From 0b376d1bfd8b757091d43a0fbf7516b16faffac2 Mon Sep 17 00:00:00 2001
From: Benjamin Fattori <ben.fattori@mail.utoronto.ca>
Date: Mon, 11 Nov 2024 17:54:39 -0500
Subject: [PATCH] remove unused external imports

---
 hawk/external.py | 69 ------------------------------------------------
 hawk/hawk.py     | 10 +++----
 2 files changed, 3 insertions(+), 76 deletions(-)

diff --git a/hawk/external.py b/hawk/external.py
index 2bada16..c635833 100644
--- a/hawk/external.py
+++ b/hawk/external.py
@@ -2,11 +2,7 @@
 https://github.com/google-deepmind/recurrentgemma/blob/main/recurrentgemma/torch/layers.py
 """
 
-import math
-
 import torch
-import torch.nn as nn
-from einops import rearrange
 
 
 def rnn_param_init(
@@ -25,68 +21,3 @@ def rnn_param_init(
             return tensor.neg_().exp_().sub_(1.0).log_()
         else:
             raise NotImplementedError()
-
-
-class BlockDiagonalLinear(nn.Module):
-    """Block-diagonal linear layer."""
-
-    def __init__(
-        self,
-        width: int,
-        num_blocks: int,
-        w_init_variance_scale: float = 1.0,
-        device: str | torch.device | None = None,
-        dtype: torch.dtype | None = None,
-    ):
-        """Initializes the BlockDiagonalLinear.
-
-        Args:
-          width: The number of dimensions of the input and output.
-          num_blocks: The number of diagonal blocks in the layer.
-          w_init_variance_scale: A parameters that scales the variance of the
-            initialization of the weights.
-          device: On what device to initialize parameters.
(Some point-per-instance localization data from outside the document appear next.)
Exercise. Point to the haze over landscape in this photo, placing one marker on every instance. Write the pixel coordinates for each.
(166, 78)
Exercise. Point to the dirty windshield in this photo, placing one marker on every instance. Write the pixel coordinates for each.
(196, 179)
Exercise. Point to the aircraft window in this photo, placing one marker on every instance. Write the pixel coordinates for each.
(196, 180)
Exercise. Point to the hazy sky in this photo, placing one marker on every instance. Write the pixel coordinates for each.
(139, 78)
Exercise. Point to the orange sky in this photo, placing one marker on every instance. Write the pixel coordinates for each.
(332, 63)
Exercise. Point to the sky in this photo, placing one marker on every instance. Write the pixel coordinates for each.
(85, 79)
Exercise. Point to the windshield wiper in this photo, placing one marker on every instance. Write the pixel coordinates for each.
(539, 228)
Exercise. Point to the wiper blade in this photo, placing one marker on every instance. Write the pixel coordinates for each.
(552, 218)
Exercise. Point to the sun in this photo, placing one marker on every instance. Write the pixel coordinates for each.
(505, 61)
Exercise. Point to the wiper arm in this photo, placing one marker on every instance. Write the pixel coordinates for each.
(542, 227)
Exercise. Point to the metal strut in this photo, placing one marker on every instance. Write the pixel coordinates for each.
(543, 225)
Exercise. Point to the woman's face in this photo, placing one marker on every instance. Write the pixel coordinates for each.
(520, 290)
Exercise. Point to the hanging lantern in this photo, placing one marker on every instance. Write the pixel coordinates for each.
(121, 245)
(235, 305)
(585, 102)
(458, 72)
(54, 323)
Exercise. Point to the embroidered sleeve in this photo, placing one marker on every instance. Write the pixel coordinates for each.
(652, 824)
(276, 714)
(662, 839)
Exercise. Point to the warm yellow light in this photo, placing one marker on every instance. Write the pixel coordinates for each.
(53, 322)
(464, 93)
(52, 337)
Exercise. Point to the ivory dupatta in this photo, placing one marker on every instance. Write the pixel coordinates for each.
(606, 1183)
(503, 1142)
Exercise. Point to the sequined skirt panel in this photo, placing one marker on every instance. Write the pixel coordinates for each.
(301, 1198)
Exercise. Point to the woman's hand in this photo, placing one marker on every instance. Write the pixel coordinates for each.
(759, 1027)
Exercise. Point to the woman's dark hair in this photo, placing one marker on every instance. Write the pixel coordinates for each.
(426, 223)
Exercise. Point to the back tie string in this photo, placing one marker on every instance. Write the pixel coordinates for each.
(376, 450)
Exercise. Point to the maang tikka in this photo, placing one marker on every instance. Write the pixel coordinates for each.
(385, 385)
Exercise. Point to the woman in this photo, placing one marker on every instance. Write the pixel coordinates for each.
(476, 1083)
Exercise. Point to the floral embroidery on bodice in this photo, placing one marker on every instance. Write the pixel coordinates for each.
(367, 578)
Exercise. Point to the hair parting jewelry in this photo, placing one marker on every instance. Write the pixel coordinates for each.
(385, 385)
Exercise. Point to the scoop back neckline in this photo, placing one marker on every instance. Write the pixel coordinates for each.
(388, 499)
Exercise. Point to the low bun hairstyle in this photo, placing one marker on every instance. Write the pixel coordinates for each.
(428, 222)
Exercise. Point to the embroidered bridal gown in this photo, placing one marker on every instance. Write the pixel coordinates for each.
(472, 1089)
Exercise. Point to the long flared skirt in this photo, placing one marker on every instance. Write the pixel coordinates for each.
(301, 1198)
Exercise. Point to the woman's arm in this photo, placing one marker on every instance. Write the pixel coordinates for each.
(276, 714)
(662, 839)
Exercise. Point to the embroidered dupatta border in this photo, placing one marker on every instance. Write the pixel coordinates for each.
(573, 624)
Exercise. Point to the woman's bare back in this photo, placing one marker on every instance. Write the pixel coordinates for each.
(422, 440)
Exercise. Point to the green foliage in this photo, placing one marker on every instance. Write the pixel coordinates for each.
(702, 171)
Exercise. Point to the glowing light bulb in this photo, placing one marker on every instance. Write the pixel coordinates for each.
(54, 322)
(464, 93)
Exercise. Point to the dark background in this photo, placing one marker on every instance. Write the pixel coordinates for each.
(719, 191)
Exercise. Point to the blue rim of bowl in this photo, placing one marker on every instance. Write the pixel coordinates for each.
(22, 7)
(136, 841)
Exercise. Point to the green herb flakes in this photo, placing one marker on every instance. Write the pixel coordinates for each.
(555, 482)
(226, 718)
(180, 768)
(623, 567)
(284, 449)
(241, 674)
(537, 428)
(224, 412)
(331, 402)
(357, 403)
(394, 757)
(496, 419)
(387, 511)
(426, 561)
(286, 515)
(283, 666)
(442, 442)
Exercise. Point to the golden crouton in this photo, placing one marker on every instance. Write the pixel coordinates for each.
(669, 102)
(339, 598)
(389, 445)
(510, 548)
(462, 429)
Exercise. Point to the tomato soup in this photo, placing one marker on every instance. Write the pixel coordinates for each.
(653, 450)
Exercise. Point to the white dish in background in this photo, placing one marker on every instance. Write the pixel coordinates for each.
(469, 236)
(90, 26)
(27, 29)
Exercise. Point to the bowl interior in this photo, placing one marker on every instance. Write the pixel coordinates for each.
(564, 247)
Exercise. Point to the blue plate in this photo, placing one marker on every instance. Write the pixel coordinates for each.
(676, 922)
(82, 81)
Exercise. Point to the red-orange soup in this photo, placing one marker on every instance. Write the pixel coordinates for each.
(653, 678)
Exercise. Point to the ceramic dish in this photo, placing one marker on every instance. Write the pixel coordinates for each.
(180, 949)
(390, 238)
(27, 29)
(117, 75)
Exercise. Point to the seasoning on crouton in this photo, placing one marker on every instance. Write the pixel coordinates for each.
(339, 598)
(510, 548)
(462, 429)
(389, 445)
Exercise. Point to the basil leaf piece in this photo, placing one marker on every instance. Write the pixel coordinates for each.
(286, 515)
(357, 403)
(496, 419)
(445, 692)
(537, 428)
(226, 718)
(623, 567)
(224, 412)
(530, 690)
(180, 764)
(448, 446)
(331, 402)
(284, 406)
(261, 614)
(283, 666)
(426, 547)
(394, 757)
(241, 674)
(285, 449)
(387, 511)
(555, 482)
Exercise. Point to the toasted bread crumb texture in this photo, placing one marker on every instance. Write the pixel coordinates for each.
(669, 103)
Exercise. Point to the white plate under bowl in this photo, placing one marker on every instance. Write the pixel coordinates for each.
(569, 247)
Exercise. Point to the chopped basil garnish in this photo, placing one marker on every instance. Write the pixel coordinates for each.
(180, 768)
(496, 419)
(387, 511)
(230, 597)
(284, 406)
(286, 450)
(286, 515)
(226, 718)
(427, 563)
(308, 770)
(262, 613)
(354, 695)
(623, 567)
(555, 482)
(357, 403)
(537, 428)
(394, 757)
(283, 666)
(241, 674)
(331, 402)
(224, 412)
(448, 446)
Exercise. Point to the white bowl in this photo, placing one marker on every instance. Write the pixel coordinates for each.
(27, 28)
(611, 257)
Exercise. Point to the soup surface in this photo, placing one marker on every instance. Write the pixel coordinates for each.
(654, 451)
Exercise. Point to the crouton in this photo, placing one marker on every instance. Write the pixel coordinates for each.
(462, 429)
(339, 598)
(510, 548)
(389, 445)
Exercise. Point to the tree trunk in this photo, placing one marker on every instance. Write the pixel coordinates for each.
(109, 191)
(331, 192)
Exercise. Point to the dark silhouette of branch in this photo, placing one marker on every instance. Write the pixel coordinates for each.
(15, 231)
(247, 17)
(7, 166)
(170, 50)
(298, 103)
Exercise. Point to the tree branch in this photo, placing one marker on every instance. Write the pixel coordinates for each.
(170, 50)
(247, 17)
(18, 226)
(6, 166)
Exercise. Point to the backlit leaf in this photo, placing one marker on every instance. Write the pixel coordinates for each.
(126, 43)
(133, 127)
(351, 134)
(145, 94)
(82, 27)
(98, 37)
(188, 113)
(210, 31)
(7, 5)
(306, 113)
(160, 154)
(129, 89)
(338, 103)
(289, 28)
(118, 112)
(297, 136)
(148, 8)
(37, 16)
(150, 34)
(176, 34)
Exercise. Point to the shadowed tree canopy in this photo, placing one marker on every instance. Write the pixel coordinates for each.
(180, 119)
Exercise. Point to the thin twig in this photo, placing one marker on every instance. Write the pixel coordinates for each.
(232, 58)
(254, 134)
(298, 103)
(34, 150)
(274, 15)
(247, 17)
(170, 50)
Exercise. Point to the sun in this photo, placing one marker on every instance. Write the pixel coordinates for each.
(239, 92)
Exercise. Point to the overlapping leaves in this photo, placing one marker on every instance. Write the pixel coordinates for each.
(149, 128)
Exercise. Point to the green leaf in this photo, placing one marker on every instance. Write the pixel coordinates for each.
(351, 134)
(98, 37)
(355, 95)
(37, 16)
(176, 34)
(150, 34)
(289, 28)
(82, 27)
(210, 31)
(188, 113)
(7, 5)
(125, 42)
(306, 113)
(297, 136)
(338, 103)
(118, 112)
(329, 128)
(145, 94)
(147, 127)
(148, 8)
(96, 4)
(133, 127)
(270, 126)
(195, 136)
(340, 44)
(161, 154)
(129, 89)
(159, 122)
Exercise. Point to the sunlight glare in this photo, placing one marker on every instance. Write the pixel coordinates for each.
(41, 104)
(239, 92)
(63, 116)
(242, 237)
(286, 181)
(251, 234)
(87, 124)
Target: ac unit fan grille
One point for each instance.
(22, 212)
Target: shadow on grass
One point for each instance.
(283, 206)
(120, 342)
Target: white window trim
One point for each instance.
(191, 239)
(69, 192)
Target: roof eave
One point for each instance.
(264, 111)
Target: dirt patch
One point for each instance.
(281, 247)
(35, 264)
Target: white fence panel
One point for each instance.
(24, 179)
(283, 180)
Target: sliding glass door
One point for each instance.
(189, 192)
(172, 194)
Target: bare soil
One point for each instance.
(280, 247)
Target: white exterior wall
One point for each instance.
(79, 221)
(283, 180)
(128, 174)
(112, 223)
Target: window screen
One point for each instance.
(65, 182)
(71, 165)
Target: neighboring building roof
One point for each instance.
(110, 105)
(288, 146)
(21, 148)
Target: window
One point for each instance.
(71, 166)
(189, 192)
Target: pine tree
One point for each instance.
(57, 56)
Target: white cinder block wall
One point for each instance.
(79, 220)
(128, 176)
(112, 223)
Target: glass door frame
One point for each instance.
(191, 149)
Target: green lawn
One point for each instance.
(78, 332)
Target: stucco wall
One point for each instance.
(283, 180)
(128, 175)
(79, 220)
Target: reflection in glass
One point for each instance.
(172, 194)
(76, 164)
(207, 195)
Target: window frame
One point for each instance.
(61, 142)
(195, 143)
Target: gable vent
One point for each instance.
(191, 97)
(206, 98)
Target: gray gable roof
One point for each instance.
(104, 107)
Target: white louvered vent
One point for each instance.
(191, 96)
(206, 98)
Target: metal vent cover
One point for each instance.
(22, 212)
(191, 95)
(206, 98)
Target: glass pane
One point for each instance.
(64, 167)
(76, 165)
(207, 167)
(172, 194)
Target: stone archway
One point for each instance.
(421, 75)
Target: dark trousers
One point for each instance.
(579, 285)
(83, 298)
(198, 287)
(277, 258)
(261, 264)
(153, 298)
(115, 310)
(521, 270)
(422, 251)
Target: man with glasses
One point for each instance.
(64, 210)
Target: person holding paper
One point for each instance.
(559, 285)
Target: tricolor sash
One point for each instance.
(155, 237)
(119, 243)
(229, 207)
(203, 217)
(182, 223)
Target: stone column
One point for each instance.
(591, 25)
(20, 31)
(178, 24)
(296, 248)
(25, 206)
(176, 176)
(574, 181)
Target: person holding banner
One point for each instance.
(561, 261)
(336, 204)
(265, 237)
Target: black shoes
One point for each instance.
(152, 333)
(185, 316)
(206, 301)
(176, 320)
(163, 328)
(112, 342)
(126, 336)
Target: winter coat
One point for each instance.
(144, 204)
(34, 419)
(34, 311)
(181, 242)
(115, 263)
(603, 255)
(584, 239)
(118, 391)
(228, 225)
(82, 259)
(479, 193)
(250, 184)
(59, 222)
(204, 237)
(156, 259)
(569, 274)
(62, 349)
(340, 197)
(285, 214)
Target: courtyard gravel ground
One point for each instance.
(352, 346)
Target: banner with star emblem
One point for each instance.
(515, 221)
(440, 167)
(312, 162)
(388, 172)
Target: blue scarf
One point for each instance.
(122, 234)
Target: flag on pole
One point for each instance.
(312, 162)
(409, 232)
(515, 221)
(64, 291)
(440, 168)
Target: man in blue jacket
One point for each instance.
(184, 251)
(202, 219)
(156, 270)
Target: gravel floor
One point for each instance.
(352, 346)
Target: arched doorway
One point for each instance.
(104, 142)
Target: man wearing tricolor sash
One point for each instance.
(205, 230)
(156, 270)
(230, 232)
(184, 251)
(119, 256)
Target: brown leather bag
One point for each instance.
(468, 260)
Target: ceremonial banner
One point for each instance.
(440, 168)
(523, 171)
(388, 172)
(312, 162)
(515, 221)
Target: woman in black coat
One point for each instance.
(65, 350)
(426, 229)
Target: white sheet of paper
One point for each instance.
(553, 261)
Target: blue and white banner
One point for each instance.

Needed to allow for
-            initializing the module without parameter initialzation.
-          dtype: What dtype to use for initialziation.
-        """
-        super().__init__()
-        self.width = width
-        self.num_blocks = num_blocks
-        self.w_init_variance_scale = w_init_variance_scale
-        self.block_width = self.width // self.num_blocks
-
-        # Parameters.
-        self.w = nn.Parameter(
-            torch.empty(
-                [self.num_blocks, self.block_width, self.block_width],
-                device=device,
-                dtype=dtype,
-            )
-        )
-        self.b = nn.Parameter(
-            torch.empty([self.num_blocks, self.block_width], device=device, dtype=dtype)
-        )
-
-        # Initialization.
-        self.reset_parameters()
-
-    def reset_parameters(self) -> None:
-        """Resets the parameters of the module."""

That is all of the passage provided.